We need to adapt." So, so then we had to change everything in order to kind of play a different game in a way. So I don't, I don't know if you guys have any different views on this?

Anders Boyer
CFO, Pandora

I can maybe add that we have a structured process where we follow up on existing business cases. So if there's a business case on the Phoenix Strategy, where we allocated a certain amount of OpEx investment or CapEx, then we follow up on it on a regular basis. "Okay, how much money did we give you? What did you promise in return, and what does the actual numbers look like?" And then we scale up or down depending on what the numbers look like. So of course, we do have that as a structured process on all the bigger projects or investments that we're doing.

Alexander Lacik
CEO, Pandora

But it's almost been like if, you know, just think about it, you know, the guidance we had on the network benefit in 2021, we've now upped that number because we've got a lot more confidence. So that's kind of gone the other way, not something that flopped, but actually flipped. But then we said, "Oh, yeah, but right now we don't have that CapEx plan, therefore we have to do it next year." So though there's been more of those type of conversations, really. Okay, I know we are at the end of the day, so I'm not gonna do a long finish by any means. I think the key message for me is the strategy works. We're now getting into the second chapter. We have, you know, we've shared with you tons of ideas and, and...
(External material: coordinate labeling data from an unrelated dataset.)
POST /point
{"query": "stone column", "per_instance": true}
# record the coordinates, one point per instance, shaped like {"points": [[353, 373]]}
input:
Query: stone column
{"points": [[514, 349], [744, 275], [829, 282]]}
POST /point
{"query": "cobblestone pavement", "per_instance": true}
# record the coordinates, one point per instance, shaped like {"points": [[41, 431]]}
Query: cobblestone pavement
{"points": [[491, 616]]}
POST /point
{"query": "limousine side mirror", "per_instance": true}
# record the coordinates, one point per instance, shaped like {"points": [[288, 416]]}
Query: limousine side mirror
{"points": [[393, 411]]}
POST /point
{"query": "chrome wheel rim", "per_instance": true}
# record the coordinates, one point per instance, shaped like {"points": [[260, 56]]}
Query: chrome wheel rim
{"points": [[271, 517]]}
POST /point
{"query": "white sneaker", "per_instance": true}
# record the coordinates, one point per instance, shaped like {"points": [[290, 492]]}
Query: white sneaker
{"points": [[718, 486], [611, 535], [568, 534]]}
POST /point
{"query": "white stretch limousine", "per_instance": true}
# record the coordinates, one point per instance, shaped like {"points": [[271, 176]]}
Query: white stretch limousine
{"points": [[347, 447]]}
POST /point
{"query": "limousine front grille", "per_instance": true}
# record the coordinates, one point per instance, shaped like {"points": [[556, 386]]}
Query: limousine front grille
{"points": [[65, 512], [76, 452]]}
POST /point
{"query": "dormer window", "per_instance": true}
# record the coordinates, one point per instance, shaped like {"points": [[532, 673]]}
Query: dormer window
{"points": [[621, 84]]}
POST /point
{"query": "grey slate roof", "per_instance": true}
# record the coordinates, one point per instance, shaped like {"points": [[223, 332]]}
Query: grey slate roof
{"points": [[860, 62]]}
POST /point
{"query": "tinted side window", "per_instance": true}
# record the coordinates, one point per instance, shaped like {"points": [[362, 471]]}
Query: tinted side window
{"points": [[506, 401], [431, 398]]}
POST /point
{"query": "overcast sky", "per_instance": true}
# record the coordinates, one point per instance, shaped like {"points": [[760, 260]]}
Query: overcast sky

But they're all very concrete ideas, and I think that's the important thing. It's not pipe dreams. We've spoken about. Somebody told me we have a very ambitious financial plan. The way I would call it is a sensible financial guidance going forward. And we're very confident that we have enough, you know, juice in the tank to deliver. But I think the most important thing, which I'd like to kind of pass to you, except remembering my bee and my Phoenix, just to prove my memory model correct. The more important thing is, what we've tried to give you today is a feeling, a feeling that we're trying to use to transform this brand experience.

So if what you have experienced today, if we could implant that in, let's say, 200 million consumers, then this brand is gonna move to a very different place, and that's really the guiding light. So, you know, we had one of my previous colleagues, he said, "It's not what you say or what you do, it's how you make me feel that makes a lasting impression." So on that note, I hope we have kind of showed you our vision of where Pandora is heading. Thank you very much.